Although he appears to have been exposed to the art of painting through a distant family relationship with John Trumbull (both came from powerful Connecticut families), Huntington did not seriously consider a career as an artist until he was almost twenty. Born in New York City in 1816, he was attending school at Hamilton College, in Clinton, New York (after transferring from Yale in the wake of his dismissal over a disciplinary mishap), when he met Charles Loring Elliott, who encouraged his taking up of the brush. By 1835, he had moved to New York City to study with Samuel F.B. Morse and Henry Inman. He also enrolled in the antique school of the National Academy that year. By 1836 he had opened his own studio and seen his first works (two landscapes, a portrait, and a genre scene) accepted at an Academy Annual.

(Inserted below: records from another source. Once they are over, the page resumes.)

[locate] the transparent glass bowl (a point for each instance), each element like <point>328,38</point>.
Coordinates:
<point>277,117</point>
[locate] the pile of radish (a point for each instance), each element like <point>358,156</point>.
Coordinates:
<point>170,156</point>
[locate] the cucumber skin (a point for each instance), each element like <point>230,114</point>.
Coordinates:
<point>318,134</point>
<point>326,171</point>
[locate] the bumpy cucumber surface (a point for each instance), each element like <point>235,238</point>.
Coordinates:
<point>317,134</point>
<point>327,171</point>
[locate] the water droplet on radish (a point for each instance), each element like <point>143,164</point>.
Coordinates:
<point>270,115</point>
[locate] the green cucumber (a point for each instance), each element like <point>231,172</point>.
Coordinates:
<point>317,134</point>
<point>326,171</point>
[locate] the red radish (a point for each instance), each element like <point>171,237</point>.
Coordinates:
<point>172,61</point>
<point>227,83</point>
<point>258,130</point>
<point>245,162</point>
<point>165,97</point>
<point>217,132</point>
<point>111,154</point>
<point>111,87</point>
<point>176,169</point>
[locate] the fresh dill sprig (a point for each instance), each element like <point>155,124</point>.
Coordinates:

In 1839 Huntington made his first of several lengthy trips abroad, traveling to England, France, and Italy. In Rome he was exposed to the art of the German Nazarenes and their enthusiasm for renaissance-inspired religious painting. His Mercy's Dream (1841, Pennsylvania Academy of the Fine Arts), a scene from John Bunyan's Pilgrim's Progress, was painted shortly after his return to New York. It brought him immediate and widespread fame and became widely known through copies and engravings. Several years later, he began to take on students, and by 1850 he was well enough established to have an unusual one-man exhibition of some 130 paintings, complete with a printed catalogue. Shortly thereafter, he seems to have turned from subject painting to the more lucrative trade in portraiture. For the next fifty years most of his work fell into the category of conservative, dignified images of the leading men and women of the American social and pecuniary elite. In this he was quite successful, and he died in New York in 1906 possessed of considerable wealth. [This is an edited version of the artist's biography published, or to be published, in the NGA Systematic Catalogue]
Kelly, Franklin, with Nicolai Cikovsky, Jr., Deborah Chotner, and John Davis. American Paintings of the Nineteenth Century, Part I. The Collections of the National Gallery of Art Systematic Catalogue. Washington, D.C., 1996: 334.